As you look for the best instructor, ensure that you look for someone you can easily get along with, who has a good teaching reputation and great reviews from previous students. Also, have an interview with them to understand why they got into training yoga and where they got their yoga credentials and check to see if it is all genuine.

Ideally, you should do your due diligence to be completely sure that the yoga instructor is well-trained, qualified, and experienced, and will help you achieve your yoga goals.

After you get your instructor, be sure to share with them any health conditions you have that you think might get in the way of your practice so that the instructor can make the right modifications and help you benefit as best as you can from it.
If you have a serious health condition, check with your doctor and see if they recommend you to chase your desire to do yoga. If they do, proceed. If they don’t, follow their recommendations.

Also, remember to carry your mat, wear comfortable clothes, and a bottle of water to your Vinyasa yoga classes.

Frequently Asked Questions (FAQs) About Vinyasa Yoga

Question: What’s a typical Vinyasa class like?

Answer: No class in Vinyasa yoga is the same as the other.
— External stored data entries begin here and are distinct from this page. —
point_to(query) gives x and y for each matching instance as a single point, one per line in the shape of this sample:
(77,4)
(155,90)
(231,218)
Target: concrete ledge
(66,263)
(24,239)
All of them are different. That being the case, in the grand scheme of things, you may find that you do sun salutations, proceed to the poses and then end with the corpse pose.

Question: Which are the common poses in Vinyasa Yoga?

Answer: The most common poses include the chair pose, plank, cobra pose, the downward-facing dog pose, the upward facing dog pose, the corpse pose, Surya Namaskara A, the half-moon pose, and the humble warrior pose, just to name a few.

Question: Why is Vinyasa Yoga so popular?

Answer: Because it is fun, it doesn’t require a lot to learn and it is more of an aerobic exercise that most people love.

Question: How can I know if Vinyasa yoga is for me?

Answer: If you are someone who likes flow and unpredictability, then Vinyasa is the perfect fit for you!

Question: Can I do Vinyasa yoga as a beginner in yoga?

Answer: Yes, but don’t expect all the classes to be beginner-friendly. Some classes might be a bit more advanced but the good thing is you are not required to do them. You can simply do the practice at your pace, and when working with your instructor, you can mention that you are a total beginner in yoga and they will know how to help you have a smooth and rewarding experience with the practice.

Question: How long are Vinyasa yoga classes?

Answer: It depends. Some classes are longer while others are shorter. Generally, they range from 30 minutes to 90 minutes.

Question: What is the difference between Hatha yoga and Vinyasa yoga?

Answer: Pace is what sets the two practices apart. Hatha yoga is a much slower-paced practice that allows taking a few breaths between one pose and the next. Vinyasa yoga, on the other hand, flows from one pose to the other and unites the poses with the breath.

Question: Which are some of the best Vinyasa yoga apps and classes?

Answer: Well, there are definitely many great classes and resources for vinyasa yoga all over the world. Here are just a few of them: Alo Moves, CorePower Yoga, Mindbody, and Obé Fitness.